アフリカン モダニズム2 -建築士2020.11月号
表紙:マケレレ大学ミッチェルホール(Mitchel Hall at Makerere University), 1963年, Norman and Dawbarn 撮影:Timothy Latim
ウガンダ独立前後に建てられた良質なモダニズム建築が、今ようやくスポットライトを浴びようとしている。その多くが首都カンパラにある国立マケレレ大学のキャンパス内に現存する。マケレレ大学は1922年に技術学校として開校し、英国の植民地時代に東アフリカ大学の一校として認められた。総合大学で、工学部には建築科(Department of Architecture)もあり、国内に300人ほどいる登録建築士の多くがこの大学の出身者だ
私にとっては2003年に聴講生として学んだ大学だ。当時一学年15人程しかいなかった学生とともに低所得者層のためのローコスト住宅の課題に取り組んだ。使われるレンガの数を計算したり、模型をつくるための専用の材料などないため石鹸をカッターで切って周辺の建物をつくったりと日本の大学との違いに刺激を受けた。そんな思い出とともに深く印象に残っているのが工学部の校舎だ。強い日差しを避けるようRC造の無骨で工場のような外観をもつ校舎内に入ると、明るい外部とのコントラストもあって驚くほど暗く、すれ違う学生の顔も認識しづらいほどだ。奥に入っていくと徐々に重厚なコンクリート打放しの壁面が見えてきてランダムに嵌め込まれた有孔のコンクリートブロックから光が差し込んでいる。教室は入口と反対の西側に配置されていて、教室にたどりつくと対岸の丘を見渡せるようなガラス窓が並び、その開放感にいつもはっとさせられた。単純なラーメン構造のグリッドでありながら、自然光をコントロールした明暗のコントラスト、傾斜地をうまく利用した天井高の操作、吹き抜けを使った空間のつながりなど、味わい深くドラマチックな建築だった。名作だと信じ、誰が設計したか、いつ建てられたかを学生たちに聞いてみたが誰も知らない。図書室に行っても図面や文献は見つからず、唯一の情報は「独立前後にイスラエルの会社が施工し、ワッフルスラブなど当時欧州で流行していた工法を実験的に多用して建てられた建築らしい。」という若い講師の話だった。いまだに誰がどのように設計したかはわからない
マケレレ大学工学部校舎内部、教室の様子。右(西側)の窓からは緑豊かな丘が一望できる。

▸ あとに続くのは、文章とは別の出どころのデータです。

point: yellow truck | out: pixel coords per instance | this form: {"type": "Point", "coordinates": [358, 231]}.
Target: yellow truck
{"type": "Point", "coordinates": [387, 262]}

キャンパス内には校舎のみならず、いくつかの学生寮があり、地方から難関をくぐり抜けて入学した学生たちが生活をともにしている。これらの寮も独立前後に建設されたものが多く、魅力ある建築たちだ。その一つのミッチェルホール(表紙:Mitchel Hall)は男子寮で1963年に設計されたという記録が残っている。建物の名称は植民地時代の総督フィリップ・ミッチェル(Philip Mitchel)に因んでつけられたという。折れ屋根が特徴的な大空間はもともと食堂だったようだが、現在は講義室として使われている。管理が行き届いているとは言えず、おそらく十分なメンテナンスも長らくされていない。だが、50年の間に学生たちがその時代に合わせて使いこんできた歴史と、強い日差しをやわらかに内部に取り込む開口、重厚な建材の質感が独自の魅力を生み出している。教育や様々なシステムが英国、欧州を土台にしてきた地域だが、年月をかけて地域の特徴と馴染み、独自のものを生み出してきた。図面、記録が十分に残っていないことも相まって、文字どおり「隠された名作」であるこれらの建築が、これから光を浴びて強い魅力を放とうとしている。
マケレレ大学工学部外観、ランダムに嵌め込まれた有孔コンクリートブロック壁とワッフルスラブが現された天井。上部は校舎入口へのブリッジになっている。